LiDAR, short for light detection and ranging, already exists in many premium smartphones to improve depth sensing and augmented reality performance. These systems emit pulses of light and calculate distances by measuring the time it takes for reflected light to return. Traditionally, however, LiDAR can only map objects that remain within a direct line of sight.

The MIT researchers overcame that limitation by designing an algorithm that preserves and combines extremely weak light reflections that normally would be discarded as noise. Instead of analyzing a single scan, the system gathers faint scattered signals across multiple frames while either the phone or the hidden object moves.

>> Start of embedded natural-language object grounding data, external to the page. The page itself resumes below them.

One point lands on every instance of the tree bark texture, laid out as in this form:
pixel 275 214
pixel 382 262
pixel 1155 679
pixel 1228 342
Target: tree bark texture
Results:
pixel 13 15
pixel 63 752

By combining information collected from different positions and angles, the algorithm reconstructs the shape and motion of concealed objects.

The research marks a significant shift because non-line-of-sight imaging has historically required expensive laboratory equipment and carefully calibrated environments. In contrast, the new approach works with smartphone-grade hardware costing less than $100 and does not rely on specialized setups. The researchers demonstrated several capabilities, including hidden-object tracking, rough three-dimensional reconstruction, and even localization using concealed objects as reference points.

Despite the excitement, the technology remains limited. The current system does not generate detailed photographic images of hidden scenes. Instead, it reconstructs sparse geometric and motion information derived from very weak reflected signals. Performance also depends on assumptions about consistent object motion and shape between frames.

Still, the implications are substantial. The research could influence robotics, autonomous navigation, wearable devices, industrial sensing, and future augmented reality systems. What once required specialized scientific equipment may eventually become part of everyday mobile hardware.